Action Replay: Money Corrupts the Beautiful Game

On the 27 May seven current FIFA officials were arrested by the Swiss police at the luxury Hotel Baur au Lac in Zurich. They were there to attend the 65th FIFA Congress, scheduled to include the election of the President of FIFA. These executives are expected to be extradited to the United States on suspicion of receiving US$150 million in bribes.

Part of the investigation, initiated by the FBI, concerns collusion between officials of the continental football bodies for South America (CONMEBOL) and for the Caribbean, Central and North America (CONCACAF) and sports marketing executives seeking to become holders of media and marketing rights for international competitions including FIFA World Cup qualifying tournaments.
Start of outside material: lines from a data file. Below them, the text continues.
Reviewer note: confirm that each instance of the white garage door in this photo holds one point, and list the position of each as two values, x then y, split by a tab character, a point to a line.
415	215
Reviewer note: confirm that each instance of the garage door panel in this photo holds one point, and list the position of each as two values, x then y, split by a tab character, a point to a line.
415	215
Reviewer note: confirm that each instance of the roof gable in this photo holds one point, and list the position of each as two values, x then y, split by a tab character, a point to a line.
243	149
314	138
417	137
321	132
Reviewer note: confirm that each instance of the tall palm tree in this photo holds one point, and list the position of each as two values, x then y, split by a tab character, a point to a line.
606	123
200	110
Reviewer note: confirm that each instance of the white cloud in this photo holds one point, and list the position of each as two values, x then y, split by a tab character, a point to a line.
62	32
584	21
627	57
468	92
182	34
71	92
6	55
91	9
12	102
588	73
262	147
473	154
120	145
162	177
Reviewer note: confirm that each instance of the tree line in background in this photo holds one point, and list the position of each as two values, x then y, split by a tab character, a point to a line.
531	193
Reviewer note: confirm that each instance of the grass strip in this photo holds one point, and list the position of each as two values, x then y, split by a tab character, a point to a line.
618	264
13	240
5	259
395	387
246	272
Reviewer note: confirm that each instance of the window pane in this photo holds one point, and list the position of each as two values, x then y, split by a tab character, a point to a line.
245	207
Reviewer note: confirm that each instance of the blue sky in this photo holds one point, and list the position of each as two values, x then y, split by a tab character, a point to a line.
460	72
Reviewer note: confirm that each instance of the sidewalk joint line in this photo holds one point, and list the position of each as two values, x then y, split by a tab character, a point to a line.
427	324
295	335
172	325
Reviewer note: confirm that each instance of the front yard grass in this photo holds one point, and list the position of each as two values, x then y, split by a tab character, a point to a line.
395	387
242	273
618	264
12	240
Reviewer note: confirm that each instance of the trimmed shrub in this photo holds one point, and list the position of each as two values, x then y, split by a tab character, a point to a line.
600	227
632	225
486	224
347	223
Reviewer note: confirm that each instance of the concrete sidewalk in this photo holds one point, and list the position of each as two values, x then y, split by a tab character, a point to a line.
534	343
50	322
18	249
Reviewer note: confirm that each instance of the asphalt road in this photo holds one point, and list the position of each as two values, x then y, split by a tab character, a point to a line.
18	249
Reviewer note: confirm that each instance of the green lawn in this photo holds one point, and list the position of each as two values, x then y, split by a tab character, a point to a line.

The CONCACAF President, Jeffrey Webb, who is also President of the Cayman Islands Football Association, and two sitting FIFA Executive members, Eduardo Li of the Costa Rican Football Federation, and Eugenio Figueredo, formerly of the Uruguayan FA, are amongst those arrested in connection with the investigation.

These arrests concerned alleged bribery, fraud and money laundering in connection with the awarding of media, marketing and hosting rights for FIFA games. An unnamed sports equipment company – subsequently identified as Nike – is alleged to have paid around $40 million in bribes to become the sole provider of footwear and equipment to the Brazil national team.

In the wake of this corruption case it was also reported that in 2008, the General Secretary of FIFA, Jerome Valcke, allegedly transferred $10 million given to FIFA by the South African FA to accounts controlled by Jack Warner, then head of CONCACAF. The payment is a key piece of the US prosecutors’ indictment that accuses Warner of taking a bribe in exchange for helping South Africa secure rights to host the 2010 FIFA World Cup. The payment from the South African FA had been intended to support football development in the Caribbean. Warner, however, is accused of using $1.6 million of the South African payment to pay off personal loans and credit card debts.

With the amount of money to be made from televising, marketing and hosting in relation to FIFA games it is not surprising that corruption should thrive. In fact, given capitalism, it would be surprising if it hadn’t. Football might be better called the Profitable Game than the Beautiful Game.